Geo-TIDE Tool Recognized with MIT Prize for Open Data
October 30, 2025
Danika presenting Geo-TIDE at the MIT Open Data Prize Awards Ceremony. Photo by Bryce Vickmark.
Danika Eamer, MCSC Impact Fellow, was awarded the MIT Prize for Open Data for her work on the Geospatial Trucking Industry Decarbonization Explorer (Geo-TIDE) tool, which helps trucking industry stakeholders optimize where and how to decarbonize their fleets by transitioning to low-carbon energy carriers. MIT’s Prize for Open Data highlights the value of open data at MIT and encourages the next generation of researchers.

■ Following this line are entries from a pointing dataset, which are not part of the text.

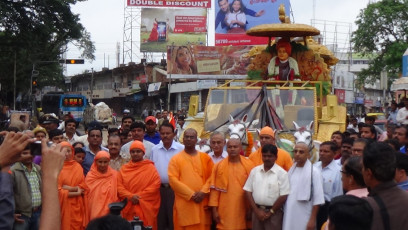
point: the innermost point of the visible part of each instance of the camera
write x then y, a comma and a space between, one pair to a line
35, 147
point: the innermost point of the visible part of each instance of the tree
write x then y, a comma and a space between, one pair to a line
36, 33
382, 35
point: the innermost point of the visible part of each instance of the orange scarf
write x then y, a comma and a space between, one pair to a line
141, 179
102, 188
74, 210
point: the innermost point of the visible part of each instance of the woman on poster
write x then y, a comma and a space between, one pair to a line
236, 19
154, 35
182, 61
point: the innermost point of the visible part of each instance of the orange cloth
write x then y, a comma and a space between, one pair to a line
141, 179
74, 210
102, 188
187, 175
267, 131
284, 160
231, 201
137, 145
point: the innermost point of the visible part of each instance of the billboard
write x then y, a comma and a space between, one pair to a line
208, 62
171, 3
234, 17
162, 27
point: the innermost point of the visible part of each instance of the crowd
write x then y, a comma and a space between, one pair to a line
360, 181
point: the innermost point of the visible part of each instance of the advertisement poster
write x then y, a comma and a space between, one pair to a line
171, 3
234, 17
208, 62
163, 27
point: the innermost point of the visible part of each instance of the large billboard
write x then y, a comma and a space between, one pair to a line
162, 27
234, 17
208, 62
171, 3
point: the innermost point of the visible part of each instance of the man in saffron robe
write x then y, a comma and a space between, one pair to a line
139, 181
267, 136
102, 183
189, 175
72, 192
227, 198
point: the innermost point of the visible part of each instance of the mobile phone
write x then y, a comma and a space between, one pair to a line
35, 147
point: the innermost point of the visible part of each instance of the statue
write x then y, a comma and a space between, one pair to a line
283, 67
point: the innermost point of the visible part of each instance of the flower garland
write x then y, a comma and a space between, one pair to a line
248, 150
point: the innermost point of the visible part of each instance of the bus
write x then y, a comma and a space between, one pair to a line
61, 104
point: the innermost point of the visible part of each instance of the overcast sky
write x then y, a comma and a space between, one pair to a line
104, 20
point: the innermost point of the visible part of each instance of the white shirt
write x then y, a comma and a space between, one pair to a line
125, 150
332, 185
216, 159
267, 187
401, 116
161, 158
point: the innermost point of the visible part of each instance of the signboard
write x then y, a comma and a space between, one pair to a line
234, 17
162, 27
208, 62
405, 64
341, 95
171, 3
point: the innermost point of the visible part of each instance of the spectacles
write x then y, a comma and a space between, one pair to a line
342, 171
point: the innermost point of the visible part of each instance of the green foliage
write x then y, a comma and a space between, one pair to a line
382, 30
36, 33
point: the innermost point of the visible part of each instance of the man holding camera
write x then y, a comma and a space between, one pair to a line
26, 177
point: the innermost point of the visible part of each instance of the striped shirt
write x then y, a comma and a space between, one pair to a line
34, 182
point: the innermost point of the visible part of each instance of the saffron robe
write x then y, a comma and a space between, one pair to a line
187, 175
227, 194
102, 191
284, 160
141, 179
74, 210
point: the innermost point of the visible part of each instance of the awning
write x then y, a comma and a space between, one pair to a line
400, 84
162, 71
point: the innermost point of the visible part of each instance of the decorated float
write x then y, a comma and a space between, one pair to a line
288, 88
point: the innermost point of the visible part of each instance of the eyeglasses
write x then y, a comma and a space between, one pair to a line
342, 171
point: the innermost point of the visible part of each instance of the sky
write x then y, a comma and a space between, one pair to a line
104, 19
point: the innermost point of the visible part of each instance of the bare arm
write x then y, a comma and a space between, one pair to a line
279, 203
52, 161
311, 224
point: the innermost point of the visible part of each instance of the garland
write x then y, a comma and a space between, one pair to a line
248, 150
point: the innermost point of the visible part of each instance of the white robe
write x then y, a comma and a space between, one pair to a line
297, 213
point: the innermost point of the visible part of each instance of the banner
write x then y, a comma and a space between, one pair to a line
208, 62
162, 27
171, 3
234, 17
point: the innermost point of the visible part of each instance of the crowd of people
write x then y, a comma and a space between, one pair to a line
360, 181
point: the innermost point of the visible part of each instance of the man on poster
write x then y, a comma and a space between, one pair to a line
225, 9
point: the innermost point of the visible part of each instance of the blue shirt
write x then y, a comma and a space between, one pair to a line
155, 139
220, 18
89, 157
161, 158
403, 149
332, 185
6, 201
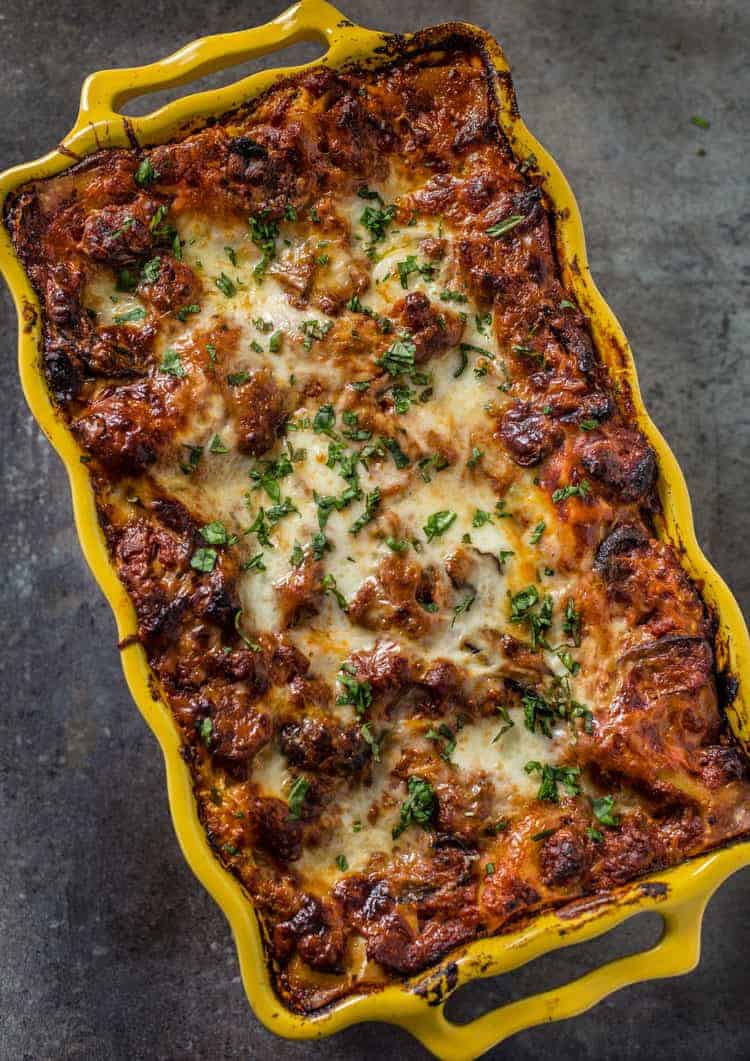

Danika developed Geo-TIDE alongside many talented collaborators from both academia and industry. The tool is an open data platform that synthesizes fragmented public datasets into more than 400 curated, cloud-hosted geospatial layers for freight decarbonization planning. By making these high-value datasets openly available through Zenodo and Amazon Web Services (AWS), and pairing them with open-source code and documented methods, Geo-TIDE enables fleets, policymakers, and researchers to translate complex data into actionable strategies for zero-emission trucking.
All of the 2025 MIT Open Data Award recipients. Photo by Bryce Vickmark.
Congratulations to Danika and the Geo-TIDE team, including Micah Borrero, PhD student, Aerospace Engineering, University of Michigan; Brooke Bao, undergraduate student, Wellesley College/Dartmouth College; Helena De Figueiredo Valente, undergraduate student, Mechanical Engineering, MIT; Amber Wu, undergraduate student, Computer Science, Wellesley College; Brilant Kasami, MCSC software consultant; and Viktoriia Tkachuk, UX/UI designer.